Armstrong was shut out of a stage win in the Pyrenees, the mountains that decided the race for him so many times, but had the satisfaction of seeing two teammates, long-time friend George Hincapie and Tour of Italy winner Paolo Savoldelli, earn single-day victories for themselves.

Even yesterday's weather was muted -- overcast skies and intermittent rain that prompted race organizers to declare the overall standings fixed as the riders rolled up the slippery cobblestones of the Champs-Elysees on the first of eight finishing circuits. The sun did emerge for the award ceremonies.

Armstrong has said he intends to spend more time with his children and will remain heavily involved with his successful cancer foundation and as co-owner and keenly interested ex-franchise player of the Discovery team.

Some of his friends say they can't imagine how the chronically restless Armstrong will channel his considerable physical and competitive energy. He has been known to make surprise appearances at off-road bike races in the winter and said he might dust off his old triathlon skills or even try a marathon.

''My friends shouldn't worry," Armstrong said. ''I'll figure it out."

His pal Davis Phinney, the first US rider to win a road stage in the Tour almost 20 years ago, doesn't see him sitting still for long.

''I guarantee he's going to show up at little Tuesday night training races in Austin," Phinney said. ''Just because it's in his nature and he's already set the tone that he's not so big that he can't just show up. The engine wants to be fed, and he's got a space shuttle-sized engine. He needs hydrogen fuel."

Hinault agreed.

''I think he'll find competition in other things," Hinault said. ''He knows what he's going to do. He's not worried. And when you're not worried, things are good."

Armstrong's trio of towheaded children accompanied him to the top step of the podium yesterday when he received his last leader's yellow jersey. Three-year-old twins Grace and Isabelle sashayed alongside him in buttercup-colored sundresses, while 5-year-old Luke demurred a bit before stepping out from behind his legs.

It was a soft, sentimental image -- just the kind French media and fans have clamored for over the years, complaining that Armstrong was an aloof champion.
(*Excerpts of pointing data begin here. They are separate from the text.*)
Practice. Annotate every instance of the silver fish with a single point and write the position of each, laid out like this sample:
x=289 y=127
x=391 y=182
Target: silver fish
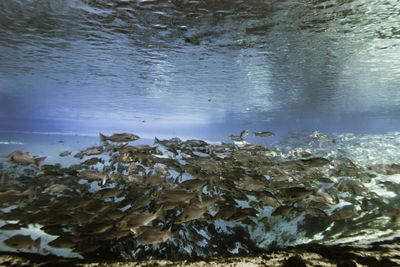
x=22 y=241
x=119 y=137
x=25 y=158
x=263 y=134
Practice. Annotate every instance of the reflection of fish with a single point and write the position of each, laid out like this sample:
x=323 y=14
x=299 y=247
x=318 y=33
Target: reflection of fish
x=282 y=210
x=175 y=195
x=137 y=219
x=190 y=212
x=342 y=213
x=64 y=242
x=93 y=175
x=25 y=158
x=321 y=136
x=12 y=196
x=153 y=235
x=263 y=134
x=94 y=150
x=22 y=241
x=119 y=137
x=65 y=153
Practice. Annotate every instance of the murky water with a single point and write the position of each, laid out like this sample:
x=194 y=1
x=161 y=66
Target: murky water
x=199 y=68
x=205 y=69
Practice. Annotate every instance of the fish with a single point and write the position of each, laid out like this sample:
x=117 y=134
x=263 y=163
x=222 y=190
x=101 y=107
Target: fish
x=65 y=153
x=387 y=169
x=225 y=212
x=175 y=195
x=12 y=196
x=95 y=228
x=119 y=137
x=93 y=175
x=22 y=242
x=173 y=142
x=56 y=188
x=294 y=193
x=155 y=180
x=235 y=138
x=195 y=143
x=352 y=186
x=282 y=210
x=13 y=226
x=251 y=184
x=153 y=235
x=192 y=185
x=327 y=197
x=65 y=241
x=342 y=213
x=321 y=136
x=137 y=219
x=244 y=133
x=106 y=193
x=242 y=214
x=315 y=212
x=190 y=213
x=90 y=151
x=25 y=158
x=263 y=134
x=160 y=170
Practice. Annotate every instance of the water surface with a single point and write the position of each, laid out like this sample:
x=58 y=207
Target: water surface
x=199 y=68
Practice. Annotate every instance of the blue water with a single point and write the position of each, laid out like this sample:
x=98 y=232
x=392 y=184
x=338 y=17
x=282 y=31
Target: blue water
x=199 y=69
x=70 y=69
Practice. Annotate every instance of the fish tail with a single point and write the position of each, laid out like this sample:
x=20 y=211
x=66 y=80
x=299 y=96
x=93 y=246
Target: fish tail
x=160 y=214
x=36 y=243
x=38 y=161
x=102 y=137
x=104 y=181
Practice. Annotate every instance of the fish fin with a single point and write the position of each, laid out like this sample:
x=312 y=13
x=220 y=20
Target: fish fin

Many things seemed different in his victory lap Tour. When Armstrong stepped away from the dais of his last formal press conference as a rider Saturday night, he was swarmed by reporters -- some of whom have been at odds with him for years -- who wanted him to autograph their media credentials.

Tour finished. Game over. No second places and no second thoughts about his dismount. ''As a matter of fact, I'm more convinced now than I've ever been," he said. ''Absolutely no regrets . . . I will live vicariously through the others."

Standing between Basso and Ullrich yesterday, Armstrong called it a ''dream podium to end my career" and gestured to each man in turn.

''Maybe this is your step," he said. ''I don't know. I'm out of it."